Humans improve the quickest by pushing the hardest.
The correct way to practice tactics?

the advice i've been given by strong players has been conflicting. One 2000 said to do all 3 versions of those. The tactics that you can only spend 3 seconds on, the tactics you should spend under a minute on, and the combinations that may take you a few minutes to find
IM Dpruess says you should do only 15 minutes a day and if you dont get the tactic in under a minute or you get it wrong you stop trying to find it, look at the solution three times, And then visualize the solution in your minds eye 3 times

Soviet chess training methods and Dan Heisman among others disagree. They feel that training on easy tactics again and again until you nearly instantly recognize them gives the best benefit. Then you're able to combine them into the harder problems.
A rough analogy is multiplication tables. Anybody who's decent at math can derive the right answer for 8x7, but more complex 4 digit multiplication is only reasonable in limited time if you instantly know the answer to 8x7 without working it out.

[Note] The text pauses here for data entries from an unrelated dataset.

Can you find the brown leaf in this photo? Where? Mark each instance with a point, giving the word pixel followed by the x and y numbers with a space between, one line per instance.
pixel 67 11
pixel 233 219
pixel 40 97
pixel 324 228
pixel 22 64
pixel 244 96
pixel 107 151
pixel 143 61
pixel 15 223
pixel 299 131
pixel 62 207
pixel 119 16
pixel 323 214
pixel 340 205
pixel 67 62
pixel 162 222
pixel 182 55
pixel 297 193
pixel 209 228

On chesstempo.com, the site I use to practice tactics, I am rated about 1690(fairly close to my most accurate rating of 1600 fics standard). The problem is that I am having trouble deciding which way to practice tactics. I have recently moved to the hard set of tactics (there are 3 difficulties: easy, medium, and hard), but I am not sure if I should go back to medium. When I use hard difficulty I can correctly solve about half of the problems, sometimes more, but it takes me around 5 mins to solve each problem. When I use medium difficulty I can solve many more because it takes me about a minute and a half to solve each.
So my question is, which difficulty should I use? I have to challenge myself more on hard, but when using medium it might help my pattern recognition since I solve more (but easier) puzzles.